El endeudamiento, que asciende al cierre del año 2020 a más de 9.500 millones de dólares, si bien cerca de un tercio se encuentra disponible sujeto al cumplimiento de ciertos condicionantes, es un factor preocupante, que resta competitividad a sus productos frente a una competencia con un balance más saneado.

Otra medida que, a pesar de restar rentabilidad a la cuenta de resultados, en estos momentos se puede considerar acertada, ha sido la política tomada de cesión a terceros, principalmente fondos de inversión y compañías especializadas en este tipo de negocio, de los derechos de cobro de una parte importante de sus cuentas a cobrar de clientes, eliminando con ello el posible riesgo futuro de un incremento en la morosidad por el deterioro de la situación económica en general.

La compañía que, tradicionalmente e independientemente de los resultados obtenidos en cada ejercicio, repartía un dividendo en torno a los 150 millones de dólares entre sus accionistas, ha suprimido dicho pago, realizándose en el año 2020 exclusivamente el correspondiente al primer trimestre del ejercicio que supuso un desembolso de 37 millones de dólares, que tuvo lugar al no saberse medir a tiempo la situación por la que iba a atravesar en el futuro la economía mundial.

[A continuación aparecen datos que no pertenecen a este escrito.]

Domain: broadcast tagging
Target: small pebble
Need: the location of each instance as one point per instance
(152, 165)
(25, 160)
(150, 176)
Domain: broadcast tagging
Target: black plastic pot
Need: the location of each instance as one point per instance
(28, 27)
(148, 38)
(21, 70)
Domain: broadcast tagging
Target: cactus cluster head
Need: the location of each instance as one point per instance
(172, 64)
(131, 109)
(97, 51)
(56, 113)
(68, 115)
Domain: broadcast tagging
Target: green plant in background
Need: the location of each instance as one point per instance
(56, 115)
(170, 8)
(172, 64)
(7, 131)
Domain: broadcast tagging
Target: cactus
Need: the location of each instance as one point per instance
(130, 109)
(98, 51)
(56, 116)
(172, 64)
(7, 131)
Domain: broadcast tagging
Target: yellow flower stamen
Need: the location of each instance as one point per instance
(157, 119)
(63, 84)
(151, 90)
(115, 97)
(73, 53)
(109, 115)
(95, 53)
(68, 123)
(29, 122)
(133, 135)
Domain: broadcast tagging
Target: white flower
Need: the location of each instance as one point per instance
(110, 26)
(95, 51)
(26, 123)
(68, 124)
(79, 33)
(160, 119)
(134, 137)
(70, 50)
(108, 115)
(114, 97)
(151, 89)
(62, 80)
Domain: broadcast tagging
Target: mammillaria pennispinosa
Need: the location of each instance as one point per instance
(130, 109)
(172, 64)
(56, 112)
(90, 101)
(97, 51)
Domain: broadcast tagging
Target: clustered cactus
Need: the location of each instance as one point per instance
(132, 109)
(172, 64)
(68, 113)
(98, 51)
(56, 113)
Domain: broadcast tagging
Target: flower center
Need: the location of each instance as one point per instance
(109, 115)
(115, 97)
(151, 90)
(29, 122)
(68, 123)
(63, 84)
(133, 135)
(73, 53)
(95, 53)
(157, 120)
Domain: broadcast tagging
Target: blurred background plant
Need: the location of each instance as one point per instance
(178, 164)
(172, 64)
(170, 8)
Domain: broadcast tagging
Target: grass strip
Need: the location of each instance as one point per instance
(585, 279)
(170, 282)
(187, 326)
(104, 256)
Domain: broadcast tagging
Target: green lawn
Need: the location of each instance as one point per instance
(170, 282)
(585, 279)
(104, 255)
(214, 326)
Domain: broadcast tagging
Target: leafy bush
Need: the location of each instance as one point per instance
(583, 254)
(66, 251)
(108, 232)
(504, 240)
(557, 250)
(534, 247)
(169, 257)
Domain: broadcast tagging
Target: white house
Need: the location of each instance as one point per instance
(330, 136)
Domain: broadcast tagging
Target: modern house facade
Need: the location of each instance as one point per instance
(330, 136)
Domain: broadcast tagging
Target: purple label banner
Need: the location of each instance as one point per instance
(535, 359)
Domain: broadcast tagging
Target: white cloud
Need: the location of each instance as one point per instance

Por otro lado, la situación creada con un mercado que en su conjunto ha sufrido una disminución de ventas de neumáticos del 8,5% a nivel mundial, ha obligado a GOODYEAR a replantearse un deterioro importante en su fondo de comercio y en el valor de sus activos intangibles para situar el valor de los mismos en consonancia con el escenario futuro que se presenta. Entre ellos hay que señalar la reciente compra del distribuidor norteamericano RABEN TIRE, donde prevé incurrir en mayores gastos para ordenar la compañía.

Pesa como una losa el incierto resultado final de las múltiples demandas, más de 38.800 pendientes en la actualidad de resolución final,  debidas a las reclamaciones por el uso contaminante de amianto en los procesos de producción y sus posibles efectos negativos. Hasta el momento, tanto por gastos provisionados, pagos realizados por las compañías de seguro por los riesgos cubiertos y defensa jurídica, los costos ascienden a más de 554 millones de dólares.

Otra reclamación importante, que la compañía tiene recurrida, son los gastos indemnizatorios por el cierre de su fábrica en AMIENS (FRANCIA), donde sus más de 850 antiguos empleados piden una indemnización de más de 140 millones de dólares en su conjunto.

Todo lo expuesto anteriormente hace pensar que la compañía, si no quiere caer en manos de un competidor de mayor tamaño, ha de reconsiderar su plan de negocio que, sin lugar a dudas, debe pasar por un adelgazamiento en sus marcas y la especialización, ya con un tamaño más reducido, en productos capaces de aportar mayor valor añadido.